11 U.S.C. § 362(d). Lifting the stay on the condition that no preclusive effect would be given to the state court proceeding was not within the contemplation of the statute, but in effect a senseless and futile order; as written and intended it accomplished nothing.

17

Essentially, the bankruptcy court attempted to abrogate the obligation of federal courts to give state judicial proceedings "the same full faith and credit in every court within the United States ... as they have by law or usage in the courts of such State ... from which they are taken." 28 U.S.C. § 1738. We hold a bankruptcy court lacks the authority to lift a stay of state court proceedings conditioned upon disregarding an act of Congress that requires all federal courts to afford state judgments preclusive effect.

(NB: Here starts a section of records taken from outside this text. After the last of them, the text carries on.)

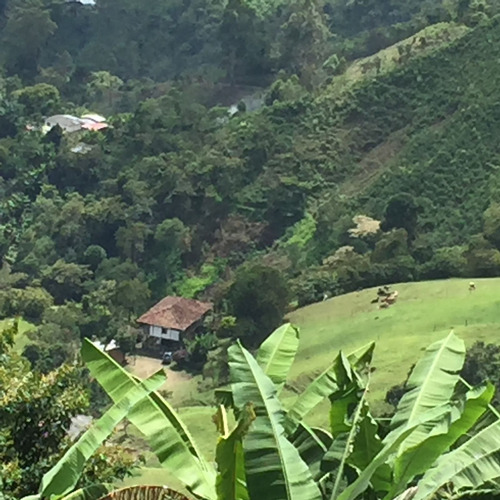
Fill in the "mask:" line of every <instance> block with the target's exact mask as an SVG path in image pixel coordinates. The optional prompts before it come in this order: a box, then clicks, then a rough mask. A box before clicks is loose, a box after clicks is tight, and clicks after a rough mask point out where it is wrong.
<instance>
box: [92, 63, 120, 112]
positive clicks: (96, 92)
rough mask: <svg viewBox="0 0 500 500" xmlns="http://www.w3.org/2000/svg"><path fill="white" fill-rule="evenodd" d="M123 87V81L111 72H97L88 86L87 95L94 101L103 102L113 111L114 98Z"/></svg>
mask: <svg viewBox="0 0 500 500" xmlns="http://www.w3.org/2000/svg"><path fill="white" fill-rule="evenodd" d="M122 85H123V80H122V79H121V78H119V77H117V76H116V75H112V74H111V73H110V72H109V71H96V72H94V73H92V78H91V80H90V81H89V83H88V84H87V94H88V96H89V98H90V99H92V100H100V101H103V102H104V104H105V105H107V107H108V110H109V111H112V109H113V102H114V98H115V97H116V95H117V92H118V91H119V89H120V87H121V86H122Z"/></svg>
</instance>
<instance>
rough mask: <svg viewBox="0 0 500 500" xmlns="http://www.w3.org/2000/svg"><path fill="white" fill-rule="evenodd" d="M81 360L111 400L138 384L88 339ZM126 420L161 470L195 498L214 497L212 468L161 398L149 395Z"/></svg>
mask: <svg viewBox="0 0 500 500" xmlns="http://www.w3.org/2000/svg"><path fill="white" fill-rule="evenodd" d="M82 358H83V359H84V361H85V363H86V365H87V367H88V369H89V371H90V373H91V374H92V376H93V377H95V379H96V380H97V381H98V382H99V384H100V385H101V386H102V387H103V388H104V390H105V391H106V392H107V393H108V395H109V396H110V397H111V399H112V400H113V401H117V400H119V399H121V397H123V394H126V393H127V392H128V391H130V390H131V389H132V388H134V387H135V386H137V384H138V382H137V380H136V379H135V378H134V377H133V376H132V375H130V374H129V373H128V372H127V371H126V370H124V369H123V368H122V367H121V366H120V365H118V364H117V363H116V362H115V361H114V360H113V359H111V358H110V357H109V356H108V355H107V354H106V353H104V352H102V351H101V350H99V349H98V348H97V347H96V346H95V345H94V344H92V342H90V341H88V340H86V341H85V342H84V343H83V346H82ZM127 418H128V420H130V422H131V423H132V424H133V425H134V426H135V427H137V429H139V431H140V432H142V434H144V436H145V438H146V440H147V442H148V444H149V446H150V447H151V451H153V453H154V454H155V455H156V456H157V457H158V460H159V461H160V463H161V465H162V466H163V467H165V468H167V469H168V470H170V471H171V472H172V473H174V474H175V476H176V477H177V478H178V479H179V480H180V481H182V482H183V483H184V484H185V485H186V487H187V488H188V489H189V490H190V491H192V492H193V493H195V494H196V495H198V496H200V497H202V498H206V499H214V498H216V492H215V469H214V467H213V466H211V465H209V464H208V463H207V462H206V461H205V459H204V458H203V456H202V455H201V453H200V452H199V450H198V447H197V446H196V444H195V442H194V440H193V438H192V437H191V434H190V433H189V431H188V429H187V427H186V426H185V425H184V423H183V422H182V421H181V420H180V418H179V416H178V415H177V414H176V412H175V411H174V410H173V408H172V407H171V406H170V405H169V404H168V402H167V401H165V399H164V398H162V397H161V396H160V395H159V394H157V393H152V394H151V395H150V397H148V398H146V399H145V400H143V401H142V403H141V404H140V405H138V406H137V407H135V408H134V409H133V410H132V411H131V412H130V413H129V415H128V416H127Z"/></svg>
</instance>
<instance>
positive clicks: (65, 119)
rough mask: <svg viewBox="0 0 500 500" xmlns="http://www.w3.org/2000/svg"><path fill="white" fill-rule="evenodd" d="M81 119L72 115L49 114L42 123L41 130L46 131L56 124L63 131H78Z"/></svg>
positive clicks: (81, 121) (50, 128)
mask: <svg viewBox="0 0 500 500" xmlns="http://www.w3.org/2000/svg"><path fill="white" fill-rule="evenodd" d="M82 124H83V122H82V120H81V119H80V118H78V117H77V116H73V115H53V116H49V117H48V118H47V119H46V120H45V123H44V124H43V129H42V130H43V131H44V132H48V131H49V130H51V129H52V128H53V127H55V126H56V125H59V126H60V127H61V128H62V129H63V131H64V132H68V133H71V132H78V130H81V129H82Z"/></svg>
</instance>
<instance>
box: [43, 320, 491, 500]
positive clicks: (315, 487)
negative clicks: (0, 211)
mask: <svg viewBox="0 0 500 500" xmlns="http://www.w3.org/2000/svg"><path fill="white" fill-rule="evenodd" d="M298 340H299V337H298V330H297V329H296V328H295V327H292V326H291V325H284V326H283V327H281V328H280V329H278V330H277V331H276V332H274V333H273V334H272V335H271V336H270V337H269V338H268V339H267V340H266V341H265V342H264V344H263V345H262V346H261V348H260V350H259V352H258V353H257V355H256V357H254V356H252V354H251V353H250V352H248V351H247V350H246V349H245V348H244V347H243V346H242V345H241V344H239V343H237V344H236V345H233V346H232V347H231V348H230V349H229V351H228V355H229V366H230V375H231V386H230V390H229V391H226V392H225V393H224V399H225V402H226V403H227V404H228V405H229V407H231V408H232V409H233V410H234V412H235V416H236V417H237V423H236V425H235V427H234V428H233V429H229V426H228V418H227V409H226V407H225V406H224V405H220V406H219V409H218V411H217V414H216V417H215V419H214V420H215V422H216V425H217V428H218V429H219V431H220V434H221V436H220V438H219V441H218V443H217V448H216V465H217V468H215V467H214V466H213V465H212V464H211V463H208V462H207V461H206V460H205V459H204V458H203V456H202V455H201V454H200V452H199V448H198V446H197V445H196V443H195V441H194V440H193V438H192V436H191V435H190V433H189V431H188V429H187V428H186V426H185V425H184V424H183V422H182V421H181V420H180V418H179V417H178V415H177V414H176V413H175V411H174V410H173V409H172V408H171V407H170V405H169V404H168V402H167V401H165V400H164V399H163V398H162V397H161V396H160V395H158V394H157V393H156V392H154V390H155V387H157V385H158V384H159V383H160V382H161V376H160V375H159V374H158V375H156V376H155V377H153V379H152V380H148V381H144V382H142V381H139V380H137V379H136V378H135V377H133V376H132V375H130V374H129V373H128V372H126V371H125V370H124V369H123V368H122V367H121V366H119V365H118V364H116V363H115V362H114V361H113V360H112V359H111V358H110V357H109V356H108V355H107V354H105V353H103V352H102V351H100V350H99V349H97V348H96V347H95V346H94V345H93V344H91V343H89V342H86V343H85V344H84V346H83V348H82V356H83V359H84V360H85V362H86V364H87V366H88V368H89V370H90V372H91V374H92V375H93V376H94V377H95V378H96V380H97V381H98V382H99V383H100V384H101V385H102V386H103V388H104V389H105V390H106V392H107V393H108V394H109V395H110V397H111V399H112V400H113V401H114V406H113V407H112V408H111V410H109V412H108V413H107V414H105V415H104V416H103V417H102V419H101V420H100V421H99V422H101V421H102V424H99V422H98V423H97V424H96V428H94V427H92V428H91V429H89V431H87V433H86V435H84V436H82V438H80V440H79V441H78V442H77V443H75V445H74V446H73V447H72V449H70V450H69V451H68V453H67V454H66V455H65V457H63V459H62V461H61V463H59V464H57V465H56V467H55V468H54V469H52V471H49V473H48V474H47V475H46V476H45V477H44V480H43V481H42V486H41V489H40V493H39V494H38V495H37V496H35V497H33V500H37V499H40V498H46V497H48V496H52V497H53V498H61V499H62V498H66V500H70V499H71V500H94V499H95V498H97V497H98V496H99V497H102V498H106V499H107V498H118V499H120V498H129V497H130V496H134V495H138V496H137V498H141V499H142V498H149V497H151V499H152V500H156V498H164V499H165V500H166V499H170V498H184V497H183V496H182V494H180V493H176V492H173V491H172V490H168V491H167V490H164V491H163V490H159V489H155V488H152V489H148V488H146V489H138V488H136V489H128V490H126V491H125V490H119V491H117V492H110V487H109V485H95V486H93V487H90V488H85V489H84V490H77V491H72V489H73V488H74V486H75V484H76V481H77V479H78V477H79V474H80V473H81V470H82V467H83V464H84V462H85V459H87V458H88V457H89V456H90V454H91V453H92V450H93V449H95V448H96V447H97V446H98V445H99V444H100V443H101V442H102V440H103V439H105V438H106V436H107V435H109V433H110V432H111V430H112V427H113V425H114V424H115V423H116V422H118V421H119V420H120V419H122V418H124V416H125V415H126V416H127V418H128V419H129V420H130V421H131V423H132V424H133V425H135V426H136V427H137V428H138V429H139V430H140V431H141V432H142V433H143V435H144V437H145V439H146V440H147V441H148V443H149V445H150V448H151V450H152V451H153V452H154V453H155V454H156V455H157V457H158V459H159V461H160V463H161V465H162V466H163V467H165V468H166V469H168V470H169V471H170V472H173V473H174V474H175V475H176V477H177V478H179V479H180V480H181V481H182V482H183V483H184V484H185V486H186V489H187V490H188V491H189V492H190V493H191V494H192V495H194V496H195V497H196V498H201V499H204V500H216V499H217V500H254V499H258V500H276V499H279V500H301V499H308V500H356V499H358V498H360V497H361V496H363V495H364V493H365V492H366V491H367V490H370V492H371V493H370V495H371V496H373V495H375V497H376V498H379V499H383V500H393V499H395V498H398V499H400V498H401V499H402V498H405V499H406V498H413V499H415V500H431V499H432V498H434V497H435V495H436V494H439V493H440V492H441V491H443V489H445V488H446V489H447V490H450V488H451V490H452V491H453V493H454V494H457V495H460V494H463V493H464V492H467V491H468V490H470V489H471V488H478V487H480V486H484V487H486V488H488V487H490V486H491V484H492V483H493V482H494V481H497V480H499V479H500V460H499V458H500V419H499V418H498V413H496V412H495V411H494V410H493V411H492V410H491V407H490V403H491V400H492V397H493V393H494V390H493V387H492V386H491V385H488V384H486V385H483V386H480V387H476V388H470V387H469V388H467V390H464V389H463V382H462V381H461V379H460V377H459V372H460V369H461V367H462V364H463V361H464V356H465V348H464V345H463V342H462V341H461V340H460V339H458V338H457V337H455V336H454V334H453V333H451V334H450V335H448V336H447V337H446V338H445V339H443V340H441V341H438V342H436V343H434V344H433V345H431V346H430V347H429V348H428V349H427V351H426V353H425V355H424V357H423V358H422V359H421V360H420V361H419V362H418V363H417V365H416V366H415V368H414V370H413V373H412V374H411V376H410V378H409V381H408V386H409V389H410V390H409V391H408V392H407V394H405V396H404V397H403V398H402V400H401V402H400V404H399V405H398V408H397V411H396V414H395V416H394V418H393V419H392V430H391V432H390V433H389V434H388V435H387V436H386V437H385V439H384V440H382V439H381V438H380V437H379V435H378V426H377V422H376V420H375V419H374V418H373V417H372V416H371V414H370V411H369V406H368V402H367V393H368V388H369V373H370V363H371V358H372V354H373V344H371V345H369V346H368V347H366V348H363V349H362V350H360V351H359V352H356V353H354V354H352V355H350V356H345V355H344V354H343V353H342V352H340V353H339V354H338V356H337V357H336V358H335V359H334V361H333V363H332V365H331V366H330V367H329V368H328V369H327V370H325V371H324V372H322V373H321V374H320V375H319V376H318V377H317V378H316V379H315V380H313V381H312V382H311V384H310V385H309V387H308V388H307V389H306V390H305V391H304V392H303V393H302V394H300V395H299V396H297V398H296V399H295V401H293V402H292V404H291V405H290V406H289V408H288V410H287V409H286V408H285V406H284V405H283V403H282V402H281V400H280V398H279V396H280V392H281V389H282V388H283V387H284V385H285V383H286V379H287V376H288V373H289V370H290V367H291V366H292V363H293V361H294V358H295V354H296V352H297V348H298ZM325 398H328V399H329V400H330V426H329V429H328V430H322V429H316V428H310V427H309V426H308V425H307V424H306V422H305V421H304V417H305V416H307V415H308V414H309V413H310V412H311V411H312V410H313V409H314V408H316V407H317V405H318V404H319V403H321V401H323V400H324V399H325ZM485 415H488V416H489V417H490V420H491V418H492V420H493V421H492V423H491V422H490V423H488V424H487V425H484V424H483V425H482V427H478V424H480V423H482V421H483V418H484V416H485ZM98 424H99V425H101V427H99V425H98ZM110 429H111V430H110ZM470 433H473V434H472V437H470V438H468V439H467V437H468V435H469V434H470ZM96 436H97V437H96ZM65 475H67V477H65ZM450 485H453V487H451V486H450ZM162 491H163V496H161V495H162ZM64 495H66V497H65V496H64ZM175 495H178V496H175Z"/></svg>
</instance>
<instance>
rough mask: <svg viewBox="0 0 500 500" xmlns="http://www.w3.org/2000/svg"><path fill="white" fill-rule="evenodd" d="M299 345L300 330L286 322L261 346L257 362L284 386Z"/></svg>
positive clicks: (271, 377)
mask: <svg viewBox="0 0 500 500" xmlns="http://www.w3.org/2000/svg"><path fill="white" fill-rule="evenodd" d="M298 347H299V330H298V328H296V327H295V326H293V325H291V324H289V323H288V324H286V325H283V326H281V327H279V328H278V329H277V330H275V331H274V332H273V333H272V334H271V335H270V336H269V337H268V338H267V339H266V340H265V341H264V342H263V343H262V345H261V346H260V347H259V351H258V353H257V362H258V363H259V365H260V366H261V367H262V370H264V373H265V374H266V375H267V376H268V377H269V378H270V379H271V380H272V381H273V382H274V383H275V384H276V385H277V386H282V385H283V384H284V383H285V381H286V377H287V375H288V372H289V371H290V367H291V366H292V363H293V360H294V359H295V354H296V353H297V349H298Z"/></svg>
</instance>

We find the court's order conditioning the lift of the stay to be an abuse of discretion.

18

The lift of the stay under § 362(d) and the condition attached here are clearly interrelated; the subsequent lift of the stay order is directly dependent upon the condition. We think it obvious that the stay would not have been lifted without the illegal condition attached. Because the orders taken together did not lawfully lift the automatic stay, the state court proceeding is a nullity as far as the bankruptcy proceeding is concerned. Cf. Parker v. Bain, 68 F.3d 1131, 1138 (9th Cir.1995) (holding that automatic stay provision rendered an appeal notice a nullity); In re Schwartz, 954 F.2d 569, 571-72 (9th Cir.1992) (holding that IRS tax assessment that violates the automatic stay is void as a matter of law); see also Constitution Bank v. Tubbs, 68 F.3d 685, 693 (3rd Cir.1995) (voiding district court's judgment entered in violation of the automatic stay).

19

We therefore vacate the order of the BAP on these grounds. We note there is little, if any, prejudice to Presta. He has pending in bankruptcy court a nondischargeability proceeding as to his claim against the McClendons, which has been stayed pending the outcome of this appeal. Furthermore, Presta sought his judgment in the state court while the bankruptcy court had under advisement the reconsideration of its decision. Thus, Presta proceeded in the state court knowing of the risk that his judgment might be given no preclusive effect as to dischargeability. In vacating the BAP's order, we direct the BAP to remand the case to the bankruptcy court with directions to vacate its conditional order lifting the stay and to proceed with the adversary proceeding on Presta's claim and his motion to exempt the claim from dischargeability.

20

VACATED and REMANDED.

21

IT IS SO ORDERED.

*

Argued as to the Appellant Submitted as to the Appellee

**

Honorable Donald P. Lay, Circuit Judge for the Eighth Circuit, sitting by designation

**

* This disposition is not appropriate for publication and may not be cited to or by the courts of this circuit except as provided by Ninth Circuit Rule 36-3

1

Bankruptcy Judge Hagan concurred, observing:

Here, the debtors were effectively given a license not to appear before the state court. A jury verdict had already been entered by the time the bankruptcy court rendered its decision declining to give the state court judgment any res judicata effect. Had the bankruptcy court reconsidered its decision, the debtors would have suffered irreparable harm as a result of their justifiable reliance on the earlier decision of the bankruptcy court. Presta, by contrast, proceeded with the state court trial while knowing of the risk that any verdict might be given no effect. Under the circumstances, the only equitable result was that reached by the bankruptcy court in this case. The fact that the debtors relied upon the order now mandates a full determination of nondischargeability in the bankruptcy court.

In re McClendon, No. WW-94-2278, slip op. at 15 (B.A.P. 9th Cir. Sep. 25, 1995).